Seven hours in and I have discovered that things are a lot harder than they seem.
The first attempt was via a network cable. -
http://pihw.wordpress.com/guides/direct-network-connection/ Ran through all of this and I managed to get 'Putty' working. This program allowed me to access the terminal remotely. But I wanted to access the pretty screen with the Raspberry on it.
Unfortunately I needed to do some 'Updates' on the 'Wi-Fi'. I have a wi-fi dongle, two or three actually. I looked up how to connect to wi-fi and found several pages like this one -
http://www.raspberrypi.org/documentation/configuration/wireless/wireless-cli.md And nothing worked. I tried several different programming recipes but got nothing. This website -
http://raspberrypihq.com/how-to-add-wifi-to-the-raspberry-pi/ took me entirely astray.
A few hours later, after adding in a powered USB hub in case the dongle needed extra power (it didn't) I set all of the console commands back to how they were originally and using the desktop (GUI) controls. I'd been getting a message that the Wi-Fi Application could't find the wpa_supplicant, but putting the wpa_supplicant and network/interfaces back to how they were originally fixed it.

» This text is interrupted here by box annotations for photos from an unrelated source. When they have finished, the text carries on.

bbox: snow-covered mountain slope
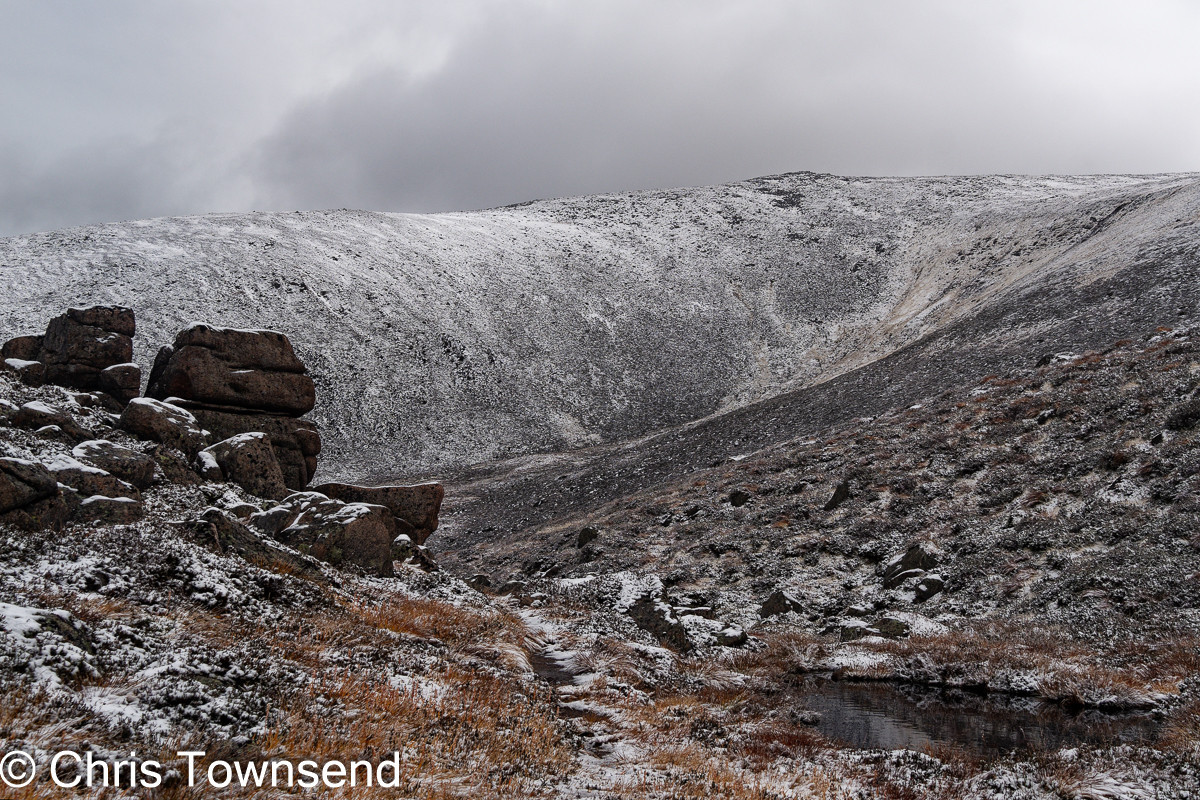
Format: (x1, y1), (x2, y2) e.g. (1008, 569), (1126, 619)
(0, 174), (1200, 479)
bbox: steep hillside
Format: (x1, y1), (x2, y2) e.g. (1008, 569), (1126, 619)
(0, 174), (1200, 479)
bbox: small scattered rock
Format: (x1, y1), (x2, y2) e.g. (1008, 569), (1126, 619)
(0, 359), (46, 389)
(758, 589), (804, 619)
(824, 480), (850, 511)
(575, 525), (600, 548)
(883, 542), (941, 589)
(625, 593), (692, 652)
(871, 616), (912, 639)
(71, 439), (155, 489)
(313, 482), (445, 545)
(716, 625), (750, 648)
(728, 489), (750, 509)
(916, 575), (946, 601)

After re-typing my wifi password several times, it finally connected.
So then I could run the updates and get the tightvncserver - this is a program that lets you run the desktop remotely from another computer.
http://www.raspberrypi.org/documentation/remote-access/vnc/windows.md Install the VNC viewer on your Windows laptop, install VNC server on the Pi and you're away.
Of course, things are never that easy. You need to know the IP of your Pi, which is easily findable if you type ifconfig into the LXTerminal on the Pi. It's a series of numbers like 192.168.1.200. But when you connect, you also need to type in the port number after two colons - so 192.168.1.200::5901. Took me an hour to find that out.
By 6pm I could see the Pi desktop on my laptop! The next stage was to write a script so the Pi would automatically run the VNC server on startup.
http://www.raspberrypi.org/documentation/remote-access/vnc/README.md You write a small file that runs the VNC. You save it, then you need to make it executable. But when I tried to use 'chmod' to change the properties of the vnc.sh, it told me that I couldn't.
For some reason.
I haven't cried today, but I have thought about it. A friend of mine told me to install Linux because it's so powerful and easy to use. But I knew it'd be like this. A whole day and I've got almost nowhere, even with the vast resources of the internet. I wanted to learn how to do these things myself and I do have some knowledge. But it seems I've spent all day tripping up over my bloody shoelaces.